THE NEXT MORNING, while Reuben and Milton drove to Atlantic City, Harry Finn was also busy. He and two team members were surveying a parcel of land near the United States Capitol. Their uniforms were perfect, their equipment spot-on. Most importantly, they exuded the confident air of people who had every right to be where they were. When two Capitol police officers approached them, Finn calmly pulled a piece of paper from his pocket and showed the pair his official-looking orders.
“I just go where they send me, guys,” he said apologetically. “We won’t be here much longer. It’s the damn visitor center project.”
“You mean that taxpayer hell pit?” one of the cops growled. The project had become D.C.’s version of the Big Dig fiasco in Boston.
Finn nodded. “You know in this town everybody thinks somebody else has jurisdiction. So we have to do the same thing ten times because somebody’s panties got in a wad.”
“Tell me about it,” the other cop said. “Just make it quick.”
“Roger that,” Finn said, turning back to his work.
The surveyor’s apparatus they were using was actually a video camera currently filming two entrances to the Capitol building and detailing the rotation of security guards and other essential elements for a successful penetration later. Ever since a man had broken through the Capitol security perimeter with comparative ease, several high-ranking pols had been livid. They had secretly retained Finn’s company to test whether the “enhanced” security measures put in place were the real fix or not. From what Finn had seen so far, they clearly weren’t.
Back at the office, Finn spent the next two hours “phone freaking.” This was a complex exercise involving phoning one person after another and building on the intelligence with each call to elicit more specific information from each new person called. Finn had used this technique to learn the central location in the United States of the vaccine for a nasty bioterrorism bug by pretending to be a marketing student doing a term paper on commercial distribution techniques. He talked to eight different people, finishing with a vice president of the company that manufactured the vaccine, who unknowingly confirmed the location while answering what he obviously thought was a totally unrelated series of questions.
Today Finn was gathering info on two upcoming projects: the hit on the Capitol and a far more involved crashing of the Pentagon. While it had been unfortunately proved beyond doubt that one could fly a large plane into the headquarters of the U.S. military and damage it, there were far subtler ways of breaching the facility’s security and perhaps doing more harm than the doomed jumbo jet had. Among other possible scenarios, one could booby-trap the military’s command and control system, or sabotage its air filtration system, killing or sickening tens of thousands of key government personnel, or even blow up the building from the inside out.
As Finn went about his work, he kept an eye on the Internet for news of Carter Gray’s death. As expected, the authorities were keeping a tight lid on all of it. There had been no leaks and most stories were confined to telling and retelling the glorious career and public service of the dead man, Carter Robert Gray. Finally, Finn couldn’t take it anymore. He went for a walk.

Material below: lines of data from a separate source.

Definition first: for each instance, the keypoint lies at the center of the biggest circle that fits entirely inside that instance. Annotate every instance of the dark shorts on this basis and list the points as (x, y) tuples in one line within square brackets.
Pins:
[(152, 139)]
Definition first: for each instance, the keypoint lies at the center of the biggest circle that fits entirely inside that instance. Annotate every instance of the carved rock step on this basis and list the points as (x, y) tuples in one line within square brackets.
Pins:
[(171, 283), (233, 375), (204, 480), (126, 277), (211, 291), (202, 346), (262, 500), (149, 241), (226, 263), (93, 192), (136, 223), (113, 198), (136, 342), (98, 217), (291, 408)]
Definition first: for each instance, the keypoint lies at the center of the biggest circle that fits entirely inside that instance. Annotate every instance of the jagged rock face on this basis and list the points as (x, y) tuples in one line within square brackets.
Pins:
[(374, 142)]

And then he decided, on impulse, to visit his mother. He would catch a flight that very night, after the kids were in bed. He could see her the next day and be back home that same night. After the navy gig, he had some downtime coming anyway. His was not a nine-to-five occupation. And with several jobs percolating in the prep stage before the field operations would begin, now was actually a good time to go.
He both loved and hated to see his mother. The routine never varied; it couldn’t, actually. Yet since it had all begun with her, Finn had to return to that touchstone from time to time. It wasn’t like he was reporting in, but in a way that’s exactly what he was doing.
He booked the flight online and called Mandy and told her. He left work early, drove his two youngest to swimming and baseball practice respectively, and then picked them up later. After they were asleep he left for the airport, for the short ride to one of the longest days of his life.